Through initial workshops and user needs analysis with management and production staff, we developed an operational model to simulate the cement production process. This was brought together with energy consumption data to provide a proof-of-concept software tool to allow cement operators and plant management the ability to model the impact of load shifting on energy consumption and production output.
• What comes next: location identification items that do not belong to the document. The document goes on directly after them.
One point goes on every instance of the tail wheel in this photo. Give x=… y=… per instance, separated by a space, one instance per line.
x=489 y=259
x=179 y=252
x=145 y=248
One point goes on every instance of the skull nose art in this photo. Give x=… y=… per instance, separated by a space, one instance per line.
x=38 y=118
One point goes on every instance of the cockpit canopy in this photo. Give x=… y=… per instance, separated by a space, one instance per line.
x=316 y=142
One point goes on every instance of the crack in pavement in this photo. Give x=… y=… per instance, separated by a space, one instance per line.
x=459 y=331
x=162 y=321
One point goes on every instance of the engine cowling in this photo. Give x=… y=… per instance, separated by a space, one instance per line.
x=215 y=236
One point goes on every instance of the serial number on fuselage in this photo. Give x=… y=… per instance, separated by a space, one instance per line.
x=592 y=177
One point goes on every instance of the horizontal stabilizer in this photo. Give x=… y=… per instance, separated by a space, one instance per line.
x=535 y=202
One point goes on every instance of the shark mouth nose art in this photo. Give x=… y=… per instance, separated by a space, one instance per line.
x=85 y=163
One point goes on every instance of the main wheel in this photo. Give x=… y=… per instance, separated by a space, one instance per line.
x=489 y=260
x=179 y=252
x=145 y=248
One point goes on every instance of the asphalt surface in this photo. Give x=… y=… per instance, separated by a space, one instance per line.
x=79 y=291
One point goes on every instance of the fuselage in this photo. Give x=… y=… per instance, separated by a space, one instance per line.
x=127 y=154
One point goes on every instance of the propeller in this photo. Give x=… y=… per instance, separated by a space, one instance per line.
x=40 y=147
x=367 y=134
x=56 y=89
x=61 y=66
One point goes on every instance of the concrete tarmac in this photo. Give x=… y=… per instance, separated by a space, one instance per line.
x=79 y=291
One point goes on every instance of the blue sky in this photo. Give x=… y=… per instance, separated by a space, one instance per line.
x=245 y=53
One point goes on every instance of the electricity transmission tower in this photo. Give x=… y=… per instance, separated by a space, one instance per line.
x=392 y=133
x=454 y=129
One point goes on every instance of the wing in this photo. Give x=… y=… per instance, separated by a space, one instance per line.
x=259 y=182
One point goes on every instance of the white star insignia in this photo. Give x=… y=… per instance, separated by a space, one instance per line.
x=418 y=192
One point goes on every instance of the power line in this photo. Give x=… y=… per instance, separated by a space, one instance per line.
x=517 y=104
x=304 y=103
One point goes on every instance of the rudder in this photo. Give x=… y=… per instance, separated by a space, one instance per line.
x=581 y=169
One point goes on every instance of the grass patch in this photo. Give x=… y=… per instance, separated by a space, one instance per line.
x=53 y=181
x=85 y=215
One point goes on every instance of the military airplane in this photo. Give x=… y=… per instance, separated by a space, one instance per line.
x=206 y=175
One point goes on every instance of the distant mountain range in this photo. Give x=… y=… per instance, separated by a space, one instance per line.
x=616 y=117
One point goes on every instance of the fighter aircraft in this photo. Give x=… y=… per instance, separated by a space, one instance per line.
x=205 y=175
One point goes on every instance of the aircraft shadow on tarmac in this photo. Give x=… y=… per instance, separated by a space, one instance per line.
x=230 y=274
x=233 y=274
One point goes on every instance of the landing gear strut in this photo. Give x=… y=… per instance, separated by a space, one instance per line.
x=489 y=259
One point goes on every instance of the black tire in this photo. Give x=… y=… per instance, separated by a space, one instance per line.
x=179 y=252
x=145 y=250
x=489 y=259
A key aspect in the early stages of the project was confirmation of the objectives and measures of success (considering cost reduction, optimising CO2 emissions and key operational usability requirements) for the client.
Following an iterative development cycle and on-going presentations to Hanson staff, the IEA team developed a proof-of-concept software tool which let operators and management (i) explore scenarios to optimise cement production given operational targets, practical constraints (e.g. planned plant downtime) and trade-offs between objectives (e.g. cost versus CO2 emission saving) and (ii) run simulations against historic price data to compare actual with optimal schedules and quantify potential cost savings and benefits over weekly or monthly schedule optimisation.
The proof-of-concept software tool was used to explore a typical year using historic data on cement mill operations in 2018. Overall the likely cost saving between ‘business as usual’ and an optimised schedule was estimated to be a six figure £ sum in comparison to the actual costs incurred for that year, thereby justifying future work to explore how to operationalise load shifting technology.